If you forget your inhaler; you are going to die: The first time I remember being really annoyed with this occurred in the days when I used to play netball. I would forget my inhaler maybe one in six games? And one day we were running late and I remember getting out of the car, breathing in the cool winter air and just knowing. I felt my chest tighten and within minutes I was gasping for air. So I walked across to the St Johns to ask if they had an inhaler I could have a puff of. But NO. They needed a prescription. This is something I have NEVER understood. I CAN’T BREATHE. PEOPLE WHO CAN’T BREATHE EVENTUALLY DIE. I don’t know what illegal drugs Ventolin is used for but if I am a 12 year old girl who can’t breathe I can’t comprehend why you can’t give me the medicine, for goodness sake. It’s so frustrating: you know ONE PUFF would fix it but alas, no. That one puff is denied. This has happened to my dad as well; he went to A and E one night when I was so bad I couldn’t leave the house and was told even if I came in the best they could do was give me a prescription.
“FINE.” He said. “I’LL COME BACK WHEN SHE’S DEAD.” On that occasion I didn’t die fortunately, but in many ways being a martyr so they’d FINALLY REVIEW the process seems like a small price to pay. Are you reading this, Ministry of Health? Tony Ryall do you give a shit? Let us live! I don’t understand!

People don’t really get it. Ever: A few times in my life stick out to me when I think of living with asthma. I remember telling my friend Myrah I had mild asthma going on at the time and she nodded. A while later she asked me if I heard a cat yowling. I was like. Dude, that’s my asthma. It’s like the death rattle of Hades himself. People think, because of the people who suffer from asthma on television that we get it through unfitness, or are unfit as a result. They think we can get it through working ourselves up verbally- which is just plain silly given the number of asthmatics who are debaters. They also think we just breathe heavily; comically moving our body up and down. In my experience it’s more like when babies sleep and they make the most gruesome noises and you’re sure they’re on the steps of hell. You sit there; deathly still apart from your chest which moves irregularly with screams of the long dead coming from your throat. It’s pretty horrible and not that funny. When I was in Nepal tramping, I had the worst attack of my life and as I was lying on my back trying to breathe like a human being (my inhaler was only doing so much because of the cold) the teacher who had so kindly elected to stay with me told concerned passers by I was just sleepy.
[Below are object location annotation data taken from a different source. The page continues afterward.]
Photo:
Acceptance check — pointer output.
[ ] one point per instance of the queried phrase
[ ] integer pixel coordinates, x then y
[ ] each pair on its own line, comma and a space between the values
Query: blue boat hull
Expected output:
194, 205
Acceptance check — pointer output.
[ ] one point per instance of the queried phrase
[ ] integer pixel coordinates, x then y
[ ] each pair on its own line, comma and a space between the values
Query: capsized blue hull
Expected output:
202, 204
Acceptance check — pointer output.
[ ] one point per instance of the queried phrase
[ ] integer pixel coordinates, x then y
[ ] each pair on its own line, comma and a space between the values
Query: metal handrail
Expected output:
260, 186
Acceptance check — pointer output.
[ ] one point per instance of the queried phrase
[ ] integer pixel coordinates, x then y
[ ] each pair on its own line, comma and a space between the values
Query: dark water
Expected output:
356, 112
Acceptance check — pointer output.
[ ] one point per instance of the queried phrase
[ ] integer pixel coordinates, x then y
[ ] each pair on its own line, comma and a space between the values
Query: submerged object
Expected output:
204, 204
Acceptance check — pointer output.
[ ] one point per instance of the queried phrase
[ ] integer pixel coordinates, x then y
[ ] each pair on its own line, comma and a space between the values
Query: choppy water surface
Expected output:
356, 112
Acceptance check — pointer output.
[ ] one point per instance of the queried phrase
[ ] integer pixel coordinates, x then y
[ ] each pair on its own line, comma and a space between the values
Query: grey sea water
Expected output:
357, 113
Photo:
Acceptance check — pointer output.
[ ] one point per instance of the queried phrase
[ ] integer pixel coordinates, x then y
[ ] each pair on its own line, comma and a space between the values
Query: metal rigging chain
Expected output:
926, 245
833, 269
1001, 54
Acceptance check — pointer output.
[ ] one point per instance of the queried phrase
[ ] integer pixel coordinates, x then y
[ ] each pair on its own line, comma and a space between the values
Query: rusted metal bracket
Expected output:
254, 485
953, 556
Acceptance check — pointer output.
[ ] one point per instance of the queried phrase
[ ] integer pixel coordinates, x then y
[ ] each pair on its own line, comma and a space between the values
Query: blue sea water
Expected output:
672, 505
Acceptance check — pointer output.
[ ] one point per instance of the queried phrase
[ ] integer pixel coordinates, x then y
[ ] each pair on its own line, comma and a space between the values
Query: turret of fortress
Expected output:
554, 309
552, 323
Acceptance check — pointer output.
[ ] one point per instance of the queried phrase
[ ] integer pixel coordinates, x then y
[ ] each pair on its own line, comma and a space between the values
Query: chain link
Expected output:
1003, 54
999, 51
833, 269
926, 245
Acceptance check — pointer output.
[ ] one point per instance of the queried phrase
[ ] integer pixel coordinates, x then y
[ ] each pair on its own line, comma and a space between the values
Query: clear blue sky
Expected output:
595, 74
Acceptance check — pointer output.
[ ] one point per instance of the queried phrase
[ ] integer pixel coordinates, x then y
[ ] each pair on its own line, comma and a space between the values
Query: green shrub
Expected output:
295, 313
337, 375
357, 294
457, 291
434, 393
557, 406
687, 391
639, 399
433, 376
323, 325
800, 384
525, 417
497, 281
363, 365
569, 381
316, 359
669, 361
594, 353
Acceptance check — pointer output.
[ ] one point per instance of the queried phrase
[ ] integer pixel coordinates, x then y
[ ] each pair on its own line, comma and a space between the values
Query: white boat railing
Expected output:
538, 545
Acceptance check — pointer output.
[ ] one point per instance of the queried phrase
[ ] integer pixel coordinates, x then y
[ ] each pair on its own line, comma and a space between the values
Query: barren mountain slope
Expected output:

You cannot know how insulted I was. I didn’t choose the attack and certainly wasn’t intentionally holding up the group (in fact the group had moved on, as you’d expect). And Ms Miles was treating it like a sprained ankle- ‘Let’s do a little more, shall we? Come one, set a goal!’ Which I get if it were a five year old deciding they’d had enough of cross country. But I was 17 at the time: I actually understand asthma now, having suffered from it my whole life and ‘doing a little more’ is DEFINITELY THE WRONG THING TO DO. This is another time I would have died for the cause, but unfortunately my methods worked and eventually I was able to breathe again with ease.

Argh. Asthma.  If I had another chance I think I would stick with it. The annoyance has been character building and I’m not going to deny the convenience. It hasn’t killed me yet, and hopefully when it does it will be in a lets-review-the-way-we-treat-ventolin-and-flixotide martyrize-ing way.